3. Will your business be capital efficient?

This may be the most important of the three. Even if you have a mass audience and unique value prop, a business fails without cash flow. An initial round of financing is important, but how reliable is later financing? Will investors see the right elements in the next stage? Your product must scale intelligently – this is why I like software. A well-coded site can adapt to mass demand without its capital expenditures scaling out of control. A product like TypePad can grow to 10 million users without half the growing pains of a service like WebVan, the Web 1.0 startup that attempted to deliver groceries to users’ doorsteps. Try reaching Facebook scale with a service like that.

你的业务会很耗资本吗?

这可能是上述三个问题中最重要的一个。即使你有大规模的用户和独特的价值定位,一个企业挣不到钱就是要失败关门。最初的一轮投资是重要的,但后期的投资是不是可靠?投资者会在你的下一个成长阶段中看到该看到的元素吗?你的产品必须要能够聪明地扩展规模 - 这就是为什么我很喜欢软件。一个程序写的很好的网站,可以很好地适应更大规模的需求,而同时又不使资本花销完全失控。一个TypePad那样的产品可以支持到1000万用户,而不承担像WebVan那样的公司一半的成长之痛 - 后者是一个Web1.0的创业公司,本来要尝试将蔬菜水果等生活品递送到用户门口的。你想想,这样的公司做到Facebook那样的规模,将需要什么样的资本。

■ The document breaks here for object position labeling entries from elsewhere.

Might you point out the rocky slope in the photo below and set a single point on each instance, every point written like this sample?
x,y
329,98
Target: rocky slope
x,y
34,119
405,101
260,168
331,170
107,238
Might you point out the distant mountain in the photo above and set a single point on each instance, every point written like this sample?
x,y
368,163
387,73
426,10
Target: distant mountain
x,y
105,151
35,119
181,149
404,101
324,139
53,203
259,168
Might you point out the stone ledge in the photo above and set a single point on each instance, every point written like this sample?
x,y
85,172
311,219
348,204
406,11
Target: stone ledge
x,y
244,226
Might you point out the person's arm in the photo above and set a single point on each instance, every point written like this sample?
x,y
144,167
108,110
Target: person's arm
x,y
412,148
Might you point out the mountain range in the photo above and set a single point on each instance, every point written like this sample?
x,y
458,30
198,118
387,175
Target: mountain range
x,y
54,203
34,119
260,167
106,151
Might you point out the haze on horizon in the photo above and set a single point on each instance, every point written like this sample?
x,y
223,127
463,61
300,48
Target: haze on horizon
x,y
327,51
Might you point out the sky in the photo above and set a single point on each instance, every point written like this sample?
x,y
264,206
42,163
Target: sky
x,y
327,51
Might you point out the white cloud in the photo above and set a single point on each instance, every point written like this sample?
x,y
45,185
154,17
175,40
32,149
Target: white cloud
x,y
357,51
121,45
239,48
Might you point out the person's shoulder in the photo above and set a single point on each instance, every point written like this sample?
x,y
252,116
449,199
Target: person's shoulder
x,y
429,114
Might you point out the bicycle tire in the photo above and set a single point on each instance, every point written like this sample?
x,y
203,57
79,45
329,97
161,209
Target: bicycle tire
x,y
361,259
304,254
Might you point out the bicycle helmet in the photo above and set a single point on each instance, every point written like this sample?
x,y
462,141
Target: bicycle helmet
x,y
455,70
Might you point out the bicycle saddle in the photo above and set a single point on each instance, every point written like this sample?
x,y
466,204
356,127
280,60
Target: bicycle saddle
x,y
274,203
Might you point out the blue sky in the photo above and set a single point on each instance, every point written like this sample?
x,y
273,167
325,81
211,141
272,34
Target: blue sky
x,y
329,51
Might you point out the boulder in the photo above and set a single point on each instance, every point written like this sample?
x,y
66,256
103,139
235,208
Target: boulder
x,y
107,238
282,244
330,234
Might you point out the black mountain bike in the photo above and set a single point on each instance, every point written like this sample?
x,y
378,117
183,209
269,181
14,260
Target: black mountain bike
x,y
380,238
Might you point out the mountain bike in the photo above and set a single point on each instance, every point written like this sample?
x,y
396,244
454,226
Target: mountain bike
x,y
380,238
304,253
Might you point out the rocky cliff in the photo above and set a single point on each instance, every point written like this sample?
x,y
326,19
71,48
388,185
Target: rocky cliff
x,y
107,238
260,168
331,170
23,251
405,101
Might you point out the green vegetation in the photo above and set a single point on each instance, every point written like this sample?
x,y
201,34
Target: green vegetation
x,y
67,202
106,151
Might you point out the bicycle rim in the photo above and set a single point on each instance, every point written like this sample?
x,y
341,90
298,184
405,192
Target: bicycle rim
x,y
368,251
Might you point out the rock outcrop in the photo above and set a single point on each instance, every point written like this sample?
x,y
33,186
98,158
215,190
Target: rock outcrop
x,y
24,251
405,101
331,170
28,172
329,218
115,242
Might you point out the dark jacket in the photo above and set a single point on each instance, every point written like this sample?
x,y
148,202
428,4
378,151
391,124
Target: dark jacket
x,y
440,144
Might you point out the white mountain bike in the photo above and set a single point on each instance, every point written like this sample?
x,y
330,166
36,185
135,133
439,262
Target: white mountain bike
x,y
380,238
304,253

With these three elements in place – mass audience, unique value, stable funding – a startup has time to discover where it can make money. Few business plans ever pan out like their owners intend. PayPal started as a plan to beam payments between Palm Pilots. Google raised funds with a vision to capitalize on enterprise search and ended up in advertising. The formula is to build an audience with a great product – then secure enough funding to figure out how to make it pay.

有了这三样 - 大规模用户、独特价值、稳定的投资 - 一个创业公司就有时间去发现它将怎样挣到钱。没有几个商业计划后来呈现出当初作者最早的意愿。PayPal的开始是为了在Palm Pilots无线发送付款,Google融资的时候是为了做企业级搜索但最后成了一个广告业务。(他们的)公式就是用一个很棒的产品吸引用户,然后吸引到足够的投资来支持到公司摸索出怎么赚钱。

Since I’m focused on building LinkedIn, I’m not currently investing in new projects, but I firmly believe now is the time to take smart risks as entrepreneurs and investors. I hope these criteria help startups make better pitches as they fundraise, and maybe even encourage others to take the plunge. Good ideas need good strategy to realize their potential, and if these criteria help a few more companies find capital, it’s a win for everyone.

因为我在做LinkedLin, 我现在并没有在投资新项目。但我坚信,现在正是创业者和投资者冒聪明的风险的时候。我希望这些标准帮助创业公司在融资过程中更好地推销自己。好的想法需要好的策略来帮助它实现潜能,如果这些标准可以帮助一些公司成功融资,这对大家都是好事。